Sarközi had been a Member of the National Fund’s Board of Trustees since 2000, representing in his role as Chairman of the Cultural Association of Austrian Roma the interests of those persecuted as gypsies (Zigeuner) by the Nazis. In 2010, Sarközi became the Deputy Chairman of the Societal Advisory Board on the renewal of the Austrian exhibition at the former concentration and extermination camp Auschwitz-Birkenau. In both of these roles, Sarközi demonstrated his firm commitment to the concerns and interests of the Roma and Sinti community and an ongoing dialogue with other groups of victims, with whom he always sought to emphasize common agendas.
A humanitarian focus
Rudolf Sarközi was born in 1944 in the Lackenbach detention camp as the eldest child of Paula Sarközi and Rudolf Weinrich. Following the liberation in 1945 he attended the local school for eight years. In his writing he described how, as a “social outcast (‘gypsy’)”, for a long time he was unable to secure an apprenticeship and had to make a living as an unskilled laborer. In the 1960s Sarközi relocated to Vienna with his wife Helga and son Andreas.
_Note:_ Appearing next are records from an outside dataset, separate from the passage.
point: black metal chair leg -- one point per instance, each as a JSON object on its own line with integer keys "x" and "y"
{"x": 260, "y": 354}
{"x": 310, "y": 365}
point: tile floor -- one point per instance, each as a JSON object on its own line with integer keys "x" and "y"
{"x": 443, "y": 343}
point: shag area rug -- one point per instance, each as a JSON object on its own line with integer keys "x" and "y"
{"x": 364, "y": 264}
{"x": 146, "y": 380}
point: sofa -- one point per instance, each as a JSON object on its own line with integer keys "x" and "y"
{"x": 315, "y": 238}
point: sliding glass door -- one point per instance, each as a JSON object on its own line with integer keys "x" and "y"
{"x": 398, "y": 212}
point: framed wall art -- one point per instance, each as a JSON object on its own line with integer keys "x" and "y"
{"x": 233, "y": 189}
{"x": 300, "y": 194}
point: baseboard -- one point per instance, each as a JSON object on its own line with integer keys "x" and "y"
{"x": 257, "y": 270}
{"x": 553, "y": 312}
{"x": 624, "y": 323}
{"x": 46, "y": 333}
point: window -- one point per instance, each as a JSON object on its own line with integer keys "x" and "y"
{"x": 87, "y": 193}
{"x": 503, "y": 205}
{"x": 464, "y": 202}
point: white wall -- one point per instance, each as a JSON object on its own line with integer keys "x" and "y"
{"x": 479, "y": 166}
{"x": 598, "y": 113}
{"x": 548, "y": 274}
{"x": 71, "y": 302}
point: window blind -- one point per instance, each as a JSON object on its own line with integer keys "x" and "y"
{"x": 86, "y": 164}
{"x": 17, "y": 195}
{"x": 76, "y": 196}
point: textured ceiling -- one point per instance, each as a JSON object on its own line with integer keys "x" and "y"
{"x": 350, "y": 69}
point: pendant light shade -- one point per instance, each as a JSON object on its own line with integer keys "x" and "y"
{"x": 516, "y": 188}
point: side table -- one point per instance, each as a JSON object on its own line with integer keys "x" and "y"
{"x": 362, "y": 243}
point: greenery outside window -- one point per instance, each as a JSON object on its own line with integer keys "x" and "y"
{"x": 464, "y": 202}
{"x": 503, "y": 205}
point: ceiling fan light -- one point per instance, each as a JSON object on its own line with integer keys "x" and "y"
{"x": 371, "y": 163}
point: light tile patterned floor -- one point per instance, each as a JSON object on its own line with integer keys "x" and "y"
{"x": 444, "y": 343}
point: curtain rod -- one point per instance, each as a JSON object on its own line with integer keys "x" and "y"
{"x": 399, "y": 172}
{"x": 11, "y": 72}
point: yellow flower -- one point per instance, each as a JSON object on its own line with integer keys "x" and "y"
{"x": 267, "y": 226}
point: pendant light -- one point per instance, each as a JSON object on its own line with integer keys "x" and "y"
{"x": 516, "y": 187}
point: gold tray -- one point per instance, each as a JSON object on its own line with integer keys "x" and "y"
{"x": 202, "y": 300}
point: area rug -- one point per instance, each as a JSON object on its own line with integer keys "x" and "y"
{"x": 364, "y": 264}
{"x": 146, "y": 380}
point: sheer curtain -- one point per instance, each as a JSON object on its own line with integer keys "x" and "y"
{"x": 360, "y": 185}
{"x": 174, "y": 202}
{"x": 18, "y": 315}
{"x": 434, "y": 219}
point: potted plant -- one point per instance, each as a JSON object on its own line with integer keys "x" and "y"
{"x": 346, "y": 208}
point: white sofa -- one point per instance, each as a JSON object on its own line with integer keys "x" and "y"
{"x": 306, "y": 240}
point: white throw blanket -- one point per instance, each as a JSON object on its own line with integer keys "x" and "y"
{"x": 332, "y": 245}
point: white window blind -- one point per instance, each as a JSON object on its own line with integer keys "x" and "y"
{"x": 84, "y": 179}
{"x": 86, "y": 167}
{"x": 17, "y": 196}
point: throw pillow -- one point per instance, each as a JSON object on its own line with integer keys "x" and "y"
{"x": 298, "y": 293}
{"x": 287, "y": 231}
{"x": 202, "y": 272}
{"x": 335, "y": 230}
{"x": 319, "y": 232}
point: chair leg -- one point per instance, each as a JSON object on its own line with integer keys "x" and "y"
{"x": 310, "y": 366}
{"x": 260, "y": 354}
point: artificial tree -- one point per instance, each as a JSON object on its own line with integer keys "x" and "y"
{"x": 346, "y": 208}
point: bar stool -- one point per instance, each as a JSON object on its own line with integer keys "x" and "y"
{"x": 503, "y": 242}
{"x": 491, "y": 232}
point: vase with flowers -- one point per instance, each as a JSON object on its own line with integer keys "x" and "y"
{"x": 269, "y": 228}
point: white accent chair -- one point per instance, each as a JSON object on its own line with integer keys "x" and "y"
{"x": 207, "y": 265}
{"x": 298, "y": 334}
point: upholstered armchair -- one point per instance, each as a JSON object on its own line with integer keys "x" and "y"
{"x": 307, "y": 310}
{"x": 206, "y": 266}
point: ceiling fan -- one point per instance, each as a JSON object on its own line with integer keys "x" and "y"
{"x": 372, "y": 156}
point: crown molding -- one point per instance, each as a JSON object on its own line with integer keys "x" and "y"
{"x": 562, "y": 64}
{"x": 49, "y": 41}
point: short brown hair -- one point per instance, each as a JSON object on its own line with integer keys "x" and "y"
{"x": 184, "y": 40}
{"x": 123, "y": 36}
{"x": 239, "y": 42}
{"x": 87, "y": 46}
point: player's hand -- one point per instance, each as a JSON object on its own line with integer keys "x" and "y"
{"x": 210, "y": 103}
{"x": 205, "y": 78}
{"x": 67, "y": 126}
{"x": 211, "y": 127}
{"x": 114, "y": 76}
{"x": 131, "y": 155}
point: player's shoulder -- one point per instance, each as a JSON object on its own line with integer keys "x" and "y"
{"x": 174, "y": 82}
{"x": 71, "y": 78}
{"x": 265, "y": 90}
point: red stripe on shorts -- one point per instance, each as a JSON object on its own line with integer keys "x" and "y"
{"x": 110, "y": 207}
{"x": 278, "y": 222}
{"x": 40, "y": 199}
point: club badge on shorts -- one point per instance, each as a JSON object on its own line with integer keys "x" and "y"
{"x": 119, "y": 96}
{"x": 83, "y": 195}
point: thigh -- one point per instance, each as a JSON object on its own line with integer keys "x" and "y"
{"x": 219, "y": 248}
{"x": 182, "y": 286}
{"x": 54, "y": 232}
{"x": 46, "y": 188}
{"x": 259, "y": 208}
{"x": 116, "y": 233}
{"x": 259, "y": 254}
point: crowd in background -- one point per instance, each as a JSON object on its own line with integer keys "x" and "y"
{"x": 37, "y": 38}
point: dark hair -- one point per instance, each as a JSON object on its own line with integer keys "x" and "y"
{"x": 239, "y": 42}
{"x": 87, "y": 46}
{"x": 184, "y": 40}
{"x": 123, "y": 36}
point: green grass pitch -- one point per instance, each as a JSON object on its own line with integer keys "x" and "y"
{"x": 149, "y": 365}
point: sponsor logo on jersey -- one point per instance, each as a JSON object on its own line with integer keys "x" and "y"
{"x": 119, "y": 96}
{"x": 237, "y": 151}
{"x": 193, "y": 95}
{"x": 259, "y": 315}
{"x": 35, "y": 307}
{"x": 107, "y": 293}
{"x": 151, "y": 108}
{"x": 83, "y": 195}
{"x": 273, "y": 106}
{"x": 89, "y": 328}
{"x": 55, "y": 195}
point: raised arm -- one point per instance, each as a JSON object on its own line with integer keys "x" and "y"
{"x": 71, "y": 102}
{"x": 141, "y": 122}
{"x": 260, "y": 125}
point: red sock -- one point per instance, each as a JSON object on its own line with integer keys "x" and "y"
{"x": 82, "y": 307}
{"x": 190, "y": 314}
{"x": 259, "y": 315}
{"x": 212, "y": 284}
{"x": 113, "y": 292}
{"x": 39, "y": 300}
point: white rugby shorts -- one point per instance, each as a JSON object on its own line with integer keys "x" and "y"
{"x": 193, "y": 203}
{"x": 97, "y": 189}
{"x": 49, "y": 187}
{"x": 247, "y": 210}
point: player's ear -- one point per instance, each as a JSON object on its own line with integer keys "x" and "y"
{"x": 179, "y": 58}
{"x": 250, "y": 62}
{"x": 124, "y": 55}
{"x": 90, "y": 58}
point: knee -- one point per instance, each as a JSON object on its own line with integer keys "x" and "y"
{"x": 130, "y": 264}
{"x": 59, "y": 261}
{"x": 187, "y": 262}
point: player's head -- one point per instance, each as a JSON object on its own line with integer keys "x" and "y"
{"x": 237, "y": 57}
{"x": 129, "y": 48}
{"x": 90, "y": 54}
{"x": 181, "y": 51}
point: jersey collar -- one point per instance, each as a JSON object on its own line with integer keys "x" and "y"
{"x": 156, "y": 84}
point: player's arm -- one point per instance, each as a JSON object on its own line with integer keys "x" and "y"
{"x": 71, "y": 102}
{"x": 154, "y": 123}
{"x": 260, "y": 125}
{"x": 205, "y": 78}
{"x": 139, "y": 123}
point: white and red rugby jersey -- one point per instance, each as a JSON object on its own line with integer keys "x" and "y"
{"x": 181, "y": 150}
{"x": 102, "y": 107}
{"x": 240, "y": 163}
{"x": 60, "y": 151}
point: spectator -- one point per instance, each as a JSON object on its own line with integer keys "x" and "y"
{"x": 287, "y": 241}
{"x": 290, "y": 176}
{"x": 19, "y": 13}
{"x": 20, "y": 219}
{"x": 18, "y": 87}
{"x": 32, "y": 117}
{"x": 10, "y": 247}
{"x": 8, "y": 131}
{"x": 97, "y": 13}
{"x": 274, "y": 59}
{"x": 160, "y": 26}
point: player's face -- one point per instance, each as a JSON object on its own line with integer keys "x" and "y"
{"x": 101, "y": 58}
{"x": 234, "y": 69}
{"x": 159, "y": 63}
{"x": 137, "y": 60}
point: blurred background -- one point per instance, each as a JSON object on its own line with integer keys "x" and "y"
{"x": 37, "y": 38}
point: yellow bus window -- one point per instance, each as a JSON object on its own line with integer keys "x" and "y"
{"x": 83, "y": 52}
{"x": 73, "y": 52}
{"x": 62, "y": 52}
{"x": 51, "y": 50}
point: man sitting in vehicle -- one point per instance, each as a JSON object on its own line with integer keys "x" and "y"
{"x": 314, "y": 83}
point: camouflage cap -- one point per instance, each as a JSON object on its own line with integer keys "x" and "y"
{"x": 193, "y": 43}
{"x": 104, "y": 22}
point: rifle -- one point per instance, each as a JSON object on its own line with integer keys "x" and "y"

Sarközi was involved in the establishment of the Roma associations in Burgenland and Vienna, successfully campaigned for the official recognition of the Roma and Sinti as an ethnic group in 1993 and was a long-serving Chairman of the Austrian Ethnic Groups Advisory Board, which was set up in 1995. This resulted in the Roma and Sinti gaining “access to the state departments to voice our concerns”, recalled Sarközi in a statement to the National Fund. Following the fatal 1995 pipe bomb attack in Oberwart, the Roma Educational Fund was founded in the same year. In 2008, Sarközi presented his book, “Roma – an Austrian Ethic Group. From Persecution to Recognition”. Sarközi’s declared objective was to advocate and contribute towards “a better understanding of the Roma and Sinti, that they be encountered without prejudice”.
For the National Fund, established in 1995, Sarközi was not only a vital moral and humanitarian compass in his role as Member of the Board of Trustees, he was also the initiator of a number of projects supported by the National Fund, such as the interview project with surviving eyewitnesses and concentration camp survivors, “Mri Historija & Amari Historija”, and the remembrance plaques for the Burgenland Roma who were murdered under the Nazis. Sarközi also played an active role in memorial site development, in particular at the memorial sites of the former concentration camps Mauthausen and Auschwitz-Birkenau, and supported efforts to come to terms with the persecution of the Roma and Sinti under the Nazis.
On the National Fund’s 20th anniversary, Sarközi declared, “It falls to us, the Holocaust survivors, to teach young people the consequences of hatred and violence. The National Fund can be of great help in terms of educating people and taking steps to prevent negative developments. The continued existence of the National Fund of the Republic of Austria is a must!” Sarközi’s motto: “There are no races, there are just people with different skin-colors and different nationalities”, served to underline his fundamental stance that it was important to keep alive the remembrance of those persecuted by the Nazi regime without the need to categorize them.